İnsanlık Dramının Çarpıcı Bir Tanıklığı Olarak Festival Ön Jüriliği Deneyimi – Özgür Keşaplı Didrickson

Çamaşır Suyu - Yönetmen: Büşra Bülbül

İki senedir Uluslararası Uşak Kısa Film Festivali’nin ön jürisinde yer alıyorum. Festivale her yıl dünyanın dört bir yanından binlerce başvuru gönderiliyor. Bu yılın rakamları size bir fikir verebilir; 115 ülkeden 3581 başvuru! Bu başvuruların hepsine film demek mümkün değil elbette, büyük çoğunluğunu birkaç dakikada eliyorsunuz ancak o birkaç dakikada bile aktarılmaya çalışılan konuyla, kameranın ardındaki insanların yaşamıyla ilgili izlenim edinebiliyorsunuz. Elesem bile meraktan izlemeye devam ettiğim ya da zamansızlıktan bunu yapamasam da hakkında düşünmeye devam ettiğim başvurular oldu çünkü evrensel öykülerin gücüne kayıtsız kalamadım. Bu yazıyı biraz da bu yüzden yazmak istedim. Festivalimize başvuran sayısız insanın öyküsünü ve emeğini biraz olsun sizlere aktarabilmek için. 

İki yıl toplam bin kadar başvuru oylamışım. Seçkimizi hazırlarken de ekip olarak her birimizin bir kenara ayırdığı iyi filmlerden oluşan yüzlerce filmi büyük bir dikkatle izledim. Ege Denizi’nin yanı başında, Burhaniye’de odamda Sri Lanka’dan İzlanda’ya kadar bunca filmi görece kısa bir zaman diliminde izlemek, doğallıkla pek çok duygu ve düşünce içine soktu beni.

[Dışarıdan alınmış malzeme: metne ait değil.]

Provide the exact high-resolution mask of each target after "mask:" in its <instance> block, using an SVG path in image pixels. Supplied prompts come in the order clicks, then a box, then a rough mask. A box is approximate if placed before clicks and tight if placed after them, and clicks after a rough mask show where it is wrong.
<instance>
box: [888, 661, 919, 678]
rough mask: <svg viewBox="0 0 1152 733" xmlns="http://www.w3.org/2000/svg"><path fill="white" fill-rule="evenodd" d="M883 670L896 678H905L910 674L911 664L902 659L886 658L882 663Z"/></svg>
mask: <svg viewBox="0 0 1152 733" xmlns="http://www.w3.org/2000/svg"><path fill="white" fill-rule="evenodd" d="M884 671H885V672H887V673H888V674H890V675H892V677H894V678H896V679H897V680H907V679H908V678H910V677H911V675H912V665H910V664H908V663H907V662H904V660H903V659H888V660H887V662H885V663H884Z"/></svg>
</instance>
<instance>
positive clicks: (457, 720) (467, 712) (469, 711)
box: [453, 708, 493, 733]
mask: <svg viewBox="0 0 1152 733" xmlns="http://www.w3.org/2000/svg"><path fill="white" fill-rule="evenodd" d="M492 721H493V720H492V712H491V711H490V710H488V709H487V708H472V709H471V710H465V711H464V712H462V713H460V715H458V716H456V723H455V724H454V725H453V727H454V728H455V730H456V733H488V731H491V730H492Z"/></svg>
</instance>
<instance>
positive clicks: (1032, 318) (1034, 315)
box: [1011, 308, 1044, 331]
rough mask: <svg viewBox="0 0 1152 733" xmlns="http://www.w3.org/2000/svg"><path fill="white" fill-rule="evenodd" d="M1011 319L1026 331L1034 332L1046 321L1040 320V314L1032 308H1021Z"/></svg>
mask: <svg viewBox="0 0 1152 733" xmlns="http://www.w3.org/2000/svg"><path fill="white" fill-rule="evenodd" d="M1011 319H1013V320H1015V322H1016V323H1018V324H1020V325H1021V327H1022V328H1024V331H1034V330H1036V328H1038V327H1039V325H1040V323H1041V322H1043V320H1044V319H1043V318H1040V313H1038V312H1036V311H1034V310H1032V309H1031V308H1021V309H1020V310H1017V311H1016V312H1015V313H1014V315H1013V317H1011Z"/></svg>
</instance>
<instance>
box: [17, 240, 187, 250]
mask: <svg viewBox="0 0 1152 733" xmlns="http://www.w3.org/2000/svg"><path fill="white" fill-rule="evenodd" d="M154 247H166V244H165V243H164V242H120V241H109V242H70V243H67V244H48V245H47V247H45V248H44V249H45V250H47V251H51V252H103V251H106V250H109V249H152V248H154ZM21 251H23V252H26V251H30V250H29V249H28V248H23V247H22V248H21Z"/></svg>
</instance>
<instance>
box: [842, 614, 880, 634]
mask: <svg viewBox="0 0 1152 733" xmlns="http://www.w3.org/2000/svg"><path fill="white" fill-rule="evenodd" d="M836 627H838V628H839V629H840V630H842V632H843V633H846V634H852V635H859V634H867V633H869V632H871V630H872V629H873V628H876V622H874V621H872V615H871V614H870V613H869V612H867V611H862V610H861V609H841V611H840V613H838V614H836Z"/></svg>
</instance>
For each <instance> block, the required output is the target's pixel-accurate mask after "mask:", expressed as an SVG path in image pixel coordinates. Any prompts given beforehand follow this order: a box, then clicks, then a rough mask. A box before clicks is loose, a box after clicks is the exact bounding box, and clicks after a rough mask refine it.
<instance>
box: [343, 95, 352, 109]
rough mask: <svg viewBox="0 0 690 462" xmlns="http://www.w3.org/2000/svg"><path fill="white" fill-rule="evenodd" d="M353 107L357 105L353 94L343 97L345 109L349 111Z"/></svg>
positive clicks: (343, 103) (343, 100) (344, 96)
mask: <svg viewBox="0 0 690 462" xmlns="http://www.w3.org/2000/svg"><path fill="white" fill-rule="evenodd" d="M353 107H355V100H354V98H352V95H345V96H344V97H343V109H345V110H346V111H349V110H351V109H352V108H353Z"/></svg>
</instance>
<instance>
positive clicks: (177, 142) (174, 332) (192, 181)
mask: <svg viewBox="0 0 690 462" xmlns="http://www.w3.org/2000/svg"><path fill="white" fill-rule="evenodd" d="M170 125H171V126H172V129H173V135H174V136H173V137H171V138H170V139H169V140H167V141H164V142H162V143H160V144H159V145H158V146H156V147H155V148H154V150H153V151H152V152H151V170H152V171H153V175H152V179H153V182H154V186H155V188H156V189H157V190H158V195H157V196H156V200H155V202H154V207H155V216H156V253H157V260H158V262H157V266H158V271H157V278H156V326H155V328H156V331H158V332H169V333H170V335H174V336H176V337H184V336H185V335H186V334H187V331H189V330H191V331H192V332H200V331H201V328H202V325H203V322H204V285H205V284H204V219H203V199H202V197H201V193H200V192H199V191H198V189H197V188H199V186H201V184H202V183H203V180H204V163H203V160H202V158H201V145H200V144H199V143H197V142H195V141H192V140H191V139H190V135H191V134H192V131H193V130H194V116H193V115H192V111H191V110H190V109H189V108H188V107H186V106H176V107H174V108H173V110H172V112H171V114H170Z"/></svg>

Böylesi bir deneyim içinde beni en derinden yakalayan ve sarsan sorunlarımızın evrenselliği oldu. Bu bilmediğim bir şey değildi elbette ancak arka arkaya birbirinden farklı dilde film izlerken temaların ve insan doğasının aynılığı karşısında “Zaten bilinen şey” diye kestirip atmadı en içim. Deneyimin yoğunluğu karşısında neşe ve acılarımızın benzerliğiyle ilk kez karşılaşmışım gibi sarsıldım. Bazı temaların ısrarla karşıma çıkması bir anlamda kolektif bir çığlık yaratıyordu ve kayıtsız kalmak imkânsızdı. Ön jüri olduğumda bu deneyimin genel olarak beni sinema konusunda daha donanımlı yapacağını düşünüp heyecanlanmıştım. İnsanlığın günümüzde hangi nedenlerle acı çektiğine tanıklık etmek meğer ne kadar anlamlı ve insana sorumluluk veren bir deneyimmiş.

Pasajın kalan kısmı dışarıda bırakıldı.